Suson also received external funding to participate in a partnership program funded by the U. S. Department of Energy that will help students obtain advanced degrees in physics. Suson said the partnership aims to create a pipeline between the undergraduate physics program and the graduate degree program in the nuclear engineering and health physics department at Texas A&M University. The program targets students at Texas A&M-Kingsville and Prairie View A&M. Suson said the Kingsville campus is focusing on the health physics area while Prairie View A&M is concentrating on the nuclear engineering area.

In 2000, he received the Distinguished Research Award from the Javelina Alumni Association. He delivered the annual Faculty Lecture in 1997. His topic was “The Science in Science Fiction.”

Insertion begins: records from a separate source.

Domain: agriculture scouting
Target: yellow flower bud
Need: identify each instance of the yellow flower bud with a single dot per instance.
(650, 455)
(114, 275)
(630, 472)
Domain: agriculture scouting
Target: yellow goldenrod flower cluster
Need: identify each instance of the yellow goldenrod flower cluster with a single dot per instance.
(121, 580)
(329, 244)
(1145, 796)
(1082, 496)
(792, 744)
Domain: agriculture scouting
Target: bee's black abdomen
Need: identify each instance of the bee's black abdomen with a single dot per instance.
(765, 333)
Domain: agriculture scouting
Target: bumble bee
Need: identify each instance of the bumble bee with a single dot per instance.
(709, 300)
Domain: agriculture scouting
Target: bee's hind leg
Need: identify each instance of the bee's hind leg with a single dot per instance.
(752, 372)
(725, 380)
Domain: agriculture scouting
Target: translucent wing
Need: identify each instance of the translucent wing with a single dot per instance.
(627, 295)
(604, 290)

Suson received his bachelor’s degree from the University of Colorado and his master’s and doctoral degrees from the University of Texas at Dallas. He completed post-doctoral research in Tokyo at Waseda University in 1989.

The Olan Kruse Science Faculty Award was established in 1991 by Dr. Olan Kruse, physics professor emeritus, to reward excellence in teaching and/or research in biology, chemistry, geosciences or physics. The award carries a stipend of $1,200.